Example 10.2.2 (Shooting solution of a BVP)

We revisit Example 10.2.1 but let Function 10.2.1 do the heavy lifting.

lambda = 0.6;
phi = @(r, w, dwdr) lambda ./ w.^2 - dwdr ./ r;   
a = eps;  b = 1;    % avoid r=0 in denominator

We specify the given and unknown endpoint values.

ga = @(u, du) du;
gb = @(u, du) u - 1;

init = [0.8; 0];    % initial guess for u(a) and u'(a)
[r, w, dwdx] = shoot(phi, a, b, ga, gb, init, 1e-5);
clf,  plot(r, w)
title('Correct solution')
xlabel('r'),  ylabel('w(r)')

The value of $w$ at $r=1$ , meant to be exactly one, was computed to be

format long
w(end)

The accuracy is consistent with the error tolerance used for the IVP solution. The initial value $w(0)$ that gave this solution is

w(1)

10.2.2Instability¶

The accuracy of the shooting method should be comparable to those of the component pieces, the rootfinding method, and the IVP solver. However, the shooting method is unstable for some problems. An example illustrates the trouble.

Example 10.2.3 (Instability of shooting)

We solve the problem

u'' = \lambda^2 u + \lambda^2, \quad 0\le x \le 1, \quad u(0)=-1,\; u(1)=0.

(10.2.3)

The exact solution is easily confirmed to be

u(x) = \frac{\sinh(\lambda x)}{\sinh(\lambda)} - 1.

(10.2.4)

This solution satisfies $-1\le u(x) \le 0$ for all $x\in[0,1]$ . Now we compute shooting solutions for several values of $\lambda$ .

ga = @(u, du) u + 1;
gb = @(u, du) u;
clf
warning off
for lambda = 16:4:24
    phi = @(x, u, du_dx) lambda^2 * (u + 1);
    [x, u, du_dx] = shoot(phi, 0.0, 1.0, ga, gb, [-1; 0], 1e-8);
    plot(x, u, displayname=sprintf("lambda=%d", lambda))
    hold on
    xlabel('x'),  ylabel('u(x)')
    title('Shooting instability')
    legend(location="northwest");
    fprintf('u(1) = %.5e\n', u(end))
end

u(1) =

-3.03735e-07

u(1) =

-1.56149e-02

u(1) =

-5.04897e-01

As $\lambda$ increases, the numerical solution above fails to satisfy the boundary condition at $x=1$ .

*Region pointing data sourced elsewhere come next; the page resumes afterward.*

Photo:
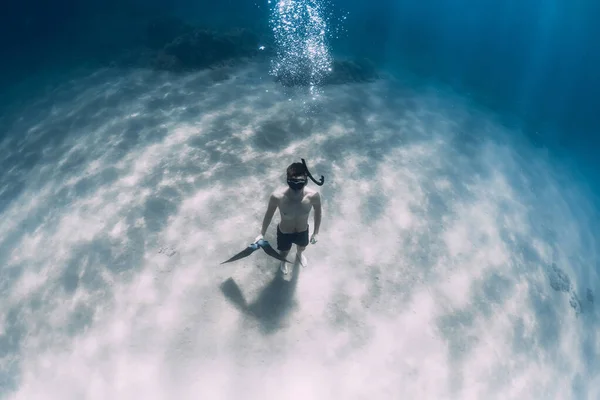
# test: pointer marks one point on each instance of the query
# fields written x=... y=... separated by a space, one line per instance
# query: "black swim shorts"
x=285 y=240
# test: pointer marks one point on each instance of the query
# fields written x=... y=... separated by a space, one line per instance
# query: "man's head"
x=296 y=176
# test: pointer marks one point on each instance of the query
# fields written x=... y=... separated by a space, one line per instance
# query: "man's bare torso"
x=294 y=210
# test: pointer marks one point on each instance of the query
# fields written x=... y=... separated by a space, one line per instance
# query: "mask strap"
x=310 y=176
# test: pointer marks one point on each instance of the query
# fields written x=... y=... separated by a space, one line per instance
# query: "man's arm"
x=316 y=200
x=273 y=202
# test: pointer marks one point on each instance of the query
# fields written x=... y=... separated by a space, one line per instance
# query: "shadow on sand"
x=272 y=305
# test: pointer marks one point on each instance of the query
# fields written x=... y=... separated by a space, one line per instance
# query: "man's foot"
x=284 y=267
x=302 y=260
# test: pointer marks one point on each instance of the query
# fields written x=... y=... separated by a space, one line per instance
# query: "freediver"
x=295 y=203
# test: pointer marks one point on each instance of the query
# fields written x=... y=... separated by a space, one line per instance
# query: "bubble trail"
x=302 y=52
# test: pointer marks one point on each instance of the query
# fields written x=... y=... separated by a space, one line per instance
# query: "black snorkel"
x=310 y=176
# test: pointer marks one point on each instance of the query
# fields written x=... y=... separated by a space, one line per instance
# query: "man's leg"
x=299 y=256
x=284 y=245
x=301 y=246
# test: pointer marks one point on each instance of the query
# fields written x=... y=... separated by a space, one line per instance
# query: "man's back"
x=294 y=210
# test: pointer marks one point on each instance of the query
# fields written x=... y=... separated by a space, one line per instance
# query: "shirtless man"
x=294 y=203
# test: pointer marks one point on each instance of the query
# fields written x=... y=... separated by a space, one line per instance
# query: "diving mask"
x=296 y=183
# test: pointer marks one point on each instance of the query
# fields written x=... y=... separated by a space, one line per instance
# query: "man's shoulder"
x=278 y=194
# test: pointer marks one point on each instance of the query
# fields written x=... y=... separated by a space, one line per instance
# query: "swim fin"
x=253 y=247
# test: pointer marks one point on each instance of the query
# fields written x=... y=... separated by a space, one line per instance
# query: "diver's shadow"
x=272 y=305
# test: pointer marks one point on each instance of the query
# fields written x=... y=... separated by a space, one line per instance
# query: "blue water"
x=459 y=250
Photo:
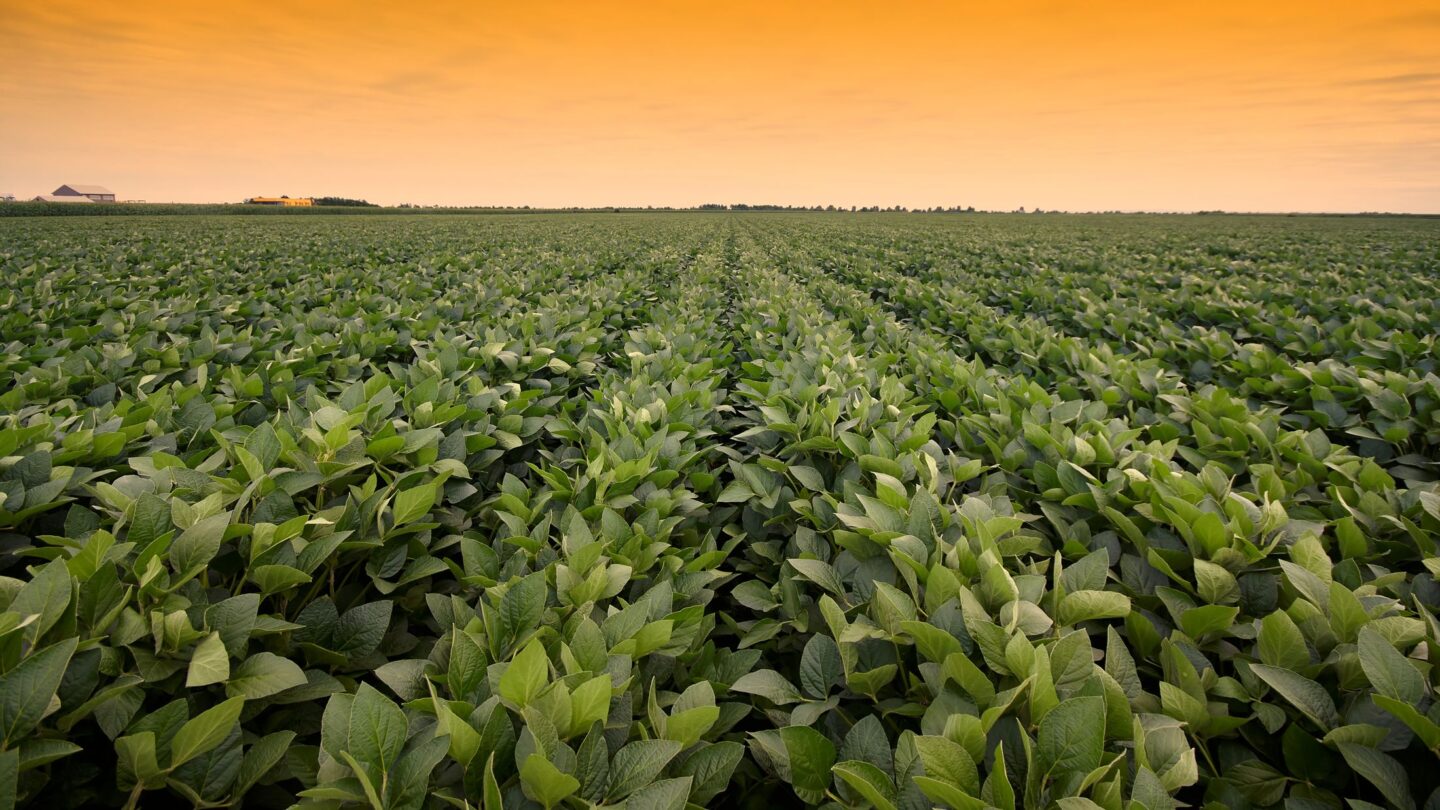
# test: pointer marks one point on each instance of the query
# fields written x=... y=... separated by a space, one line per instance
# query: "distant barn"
x=62 y=198
x=281 y=201
x=94 y=193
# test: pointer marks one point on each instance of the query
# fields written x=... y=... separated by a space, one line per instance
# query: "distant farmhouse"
x=94 y=193
x=285 y=202
x=64 y=198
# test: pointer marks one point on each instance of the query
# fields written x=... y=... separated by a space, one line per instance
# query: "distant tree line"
x=833 y=208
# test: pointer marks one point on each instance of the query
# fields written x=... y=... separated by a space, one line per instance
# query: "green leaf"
x=811 y=757
x=637 y=764
x=209 y=663
x=362 y=629
x=261 y=757
x=1072 y=737
x=710 y=767
x=526 y=676
x=523 y=606
x=198 y=545
x=869 y=781
x=1303 y=693
x=1383 y=771
x=949 y=763
x=1207 y=620
x=769 y=685
x=378 y=730
x=664 y=794
x=46 y=595
x=589 y=704
x=1388 y=672
x=1280 y=643
x=821 y=666
x=1087 y=606
x=28 y=689
x=205 y=731
x=414 y=503
x=264 y=675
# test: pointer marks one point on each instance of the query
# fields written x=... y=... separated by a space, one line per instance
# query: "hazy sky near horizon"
x=1164 y=105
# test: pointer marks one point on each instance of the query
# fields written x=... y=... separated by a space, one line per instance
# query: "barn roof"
x=87 y=189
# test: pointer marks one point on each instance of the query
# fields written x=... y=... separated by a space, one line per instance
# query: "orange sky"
x=1254 y=105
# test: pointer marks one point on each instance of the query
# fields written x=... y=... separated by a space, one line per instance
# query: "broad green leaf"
x=1303 y=693
x=209 y=663
x=526 y=676
x=205 y=731
x=28 y=689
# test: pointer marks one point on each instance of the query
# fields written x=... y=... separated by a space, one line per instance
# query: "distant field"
x=719 y=510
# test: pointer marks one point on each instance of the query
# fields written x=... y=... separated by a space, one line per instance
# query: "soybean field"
x=666 y=510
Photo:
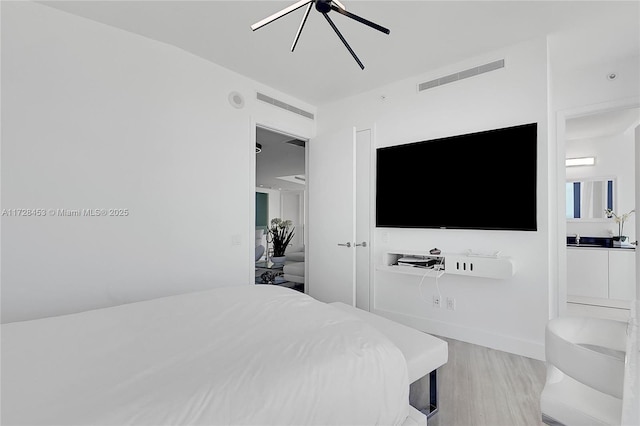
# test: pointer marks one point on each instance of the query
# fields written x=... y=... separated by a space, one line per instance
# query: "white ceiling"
x=602 y=124
x=425 y=35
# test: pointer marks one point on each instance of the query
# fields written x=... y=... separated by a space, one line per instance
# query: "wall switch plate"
x=451 y=303
x=436 y=301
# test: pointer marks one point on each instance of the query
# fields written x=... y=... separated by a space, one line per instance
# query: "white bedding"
x=241 y=355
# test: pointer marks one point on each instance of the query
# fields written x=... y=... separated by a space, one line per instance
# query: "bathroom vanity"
x=600 y=274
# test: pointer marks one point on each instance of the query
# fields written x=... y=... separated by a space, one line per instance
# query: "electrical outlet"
x=451 y=303
x=436 y=301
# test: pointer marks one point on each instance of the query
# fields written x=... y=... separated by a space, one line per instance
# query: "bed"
x=237 y=355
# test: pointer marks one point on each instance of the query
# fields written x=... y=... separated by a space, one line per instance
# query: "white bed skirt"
x=239 y=355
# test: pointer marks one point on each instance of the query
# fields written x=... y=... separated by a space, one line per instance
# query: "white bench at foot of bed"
x=424 y=354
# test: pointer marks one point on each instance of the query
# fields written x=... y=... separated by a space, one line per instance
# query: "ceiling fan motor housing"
x=323 y=6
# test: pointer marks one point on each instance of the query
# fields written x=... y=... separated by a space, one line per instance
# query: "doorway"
x=280 y=193
x=607 y=136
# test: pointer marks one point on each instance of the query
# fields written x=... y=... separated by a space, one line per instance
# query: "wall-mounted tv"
x=483 y=180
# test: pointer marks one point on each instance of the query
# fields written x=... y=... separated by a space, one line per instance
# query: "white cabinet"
x=600 y=274
x=588 y=273
x=622 y=274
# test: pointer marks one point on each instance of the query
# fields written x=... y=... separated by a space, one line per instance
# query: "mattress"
x=237 y=355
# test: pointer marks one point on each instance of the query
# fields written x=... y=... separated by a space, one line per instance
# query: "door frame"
x=559 y=293
x=281 y=128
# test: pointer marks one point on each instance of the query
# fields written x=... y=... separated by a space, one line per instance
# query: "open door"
x=331 y=184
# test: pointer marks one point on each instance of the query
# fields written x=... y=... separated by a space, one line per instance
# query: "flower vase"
x=620 y=240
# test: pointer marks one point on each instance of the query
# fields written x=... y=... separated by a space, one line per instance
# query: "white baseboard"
x=499 y=342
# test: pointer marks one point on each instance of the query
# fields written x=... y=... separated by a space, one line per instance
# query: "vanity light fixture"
x=582 y=161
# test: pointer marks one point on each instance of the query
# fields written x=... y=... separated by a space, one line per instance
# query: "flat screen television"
x=483 y=180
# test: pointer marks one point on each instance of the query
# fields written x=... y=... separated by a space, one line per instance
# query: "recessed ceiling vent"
x=491 y=66
x=268 y=99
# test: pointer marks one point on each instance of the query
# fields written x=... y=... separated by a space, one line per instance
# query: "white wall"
x=95 y=117
x=615 y=157
x=505 y=314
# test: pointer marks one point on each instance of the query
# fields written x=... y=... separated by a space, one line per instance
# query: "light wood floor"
x=482 y=386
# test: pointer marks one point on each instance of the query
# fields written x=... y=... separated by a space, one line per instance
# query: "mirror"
x=588 y=198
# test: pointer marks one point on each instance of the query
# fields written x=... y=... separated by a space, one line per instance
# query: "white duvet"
x=242 y=355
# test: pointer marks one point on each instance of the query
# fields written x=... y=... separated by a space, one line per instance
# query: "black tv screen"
x=484 y=180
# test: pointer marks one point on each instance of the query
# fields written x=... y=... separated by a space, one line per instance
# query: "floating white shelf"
x=456 y=264
x=411 y=270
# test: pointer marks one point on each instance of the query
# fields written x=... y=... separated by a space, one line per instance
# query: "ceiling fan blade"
x=278 y=15
x=343 y=40
x=339 y=4
x=361 y=20
x=304 y=20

The cause is readily explained. The solution to the ODE with $u(0)=-1$ and $u'(0)=s_2$ is

\frac{s_2}{\lambda}\sinh(\lambda x) - 1.

(10.2.5)

If $x$ is a fixed value in $[0,1]$ , we compute that the absolute condition number of (10.2.5) with respect to $s_2$ is the magnitude of the partial derivative,

\left| \frac{\sinh (\lambda x)}{\lambda} \right|,

(10.2.6)

which grows rapidly with $\lambda$ near $x=1$ . With the IVP solution so sensitive to $s_2$ , a numerical approach to find $s_2$ approximately is doomed.

The essence of the instability is that errors can grow exponentially away from the boundary at $x=a$ , where the state is arbitrarily being set (see Theorem 6.1.2). Using shooting, acceptable accuracy near $x=b$ therefore means requiring extraordinarily high accuracy near $x=a$ .

The instability of shooting can be circumvented by breaking the interval into smaller pieces and thus limiting the potential for error growth. However, we do not go into these details. Instead, the methods in the rest of this chapter treat both ends of the domain symmetrically and solve over the whole domain at once.

10.2.3Exercises¶

Exercise 10.2.4

✍ Consider the linear TPBVP

\begin{split} u'' &= p(x)u' + q(x)u + r(x),\\ u'(a) &= 0, \quad u(b)=\beta. \end{split}

(10.2.8)

The shooting IVP uses the same ODE with initial data $u(a)=s_1$ , $u'(a)=s_2$ to solve for a trial solution $u(x)$ . Define

z(x) = \frac{\partial u}{\partial s_1}.

(10.2.9)

By differentiating the IVP with respect to $s_1$ , show that $z$ satisfies the IVP

z'' = p(x)z' + q(x)z, \quad z(a)=1, \; z'(a)=0.

(10.2.10)

It follows that $z(x)$ is independent of $s_1$ , and therefore $u(x)$ is a linear function of $s_1$ at each fixed $x$ . Use the same type of argument to show that $u(x)$ is also a linear function of $s_2$ , and explain why the residual function $\mathbf{v}$ in (10.2.2) is a linear function of $\mathbf{s}$ .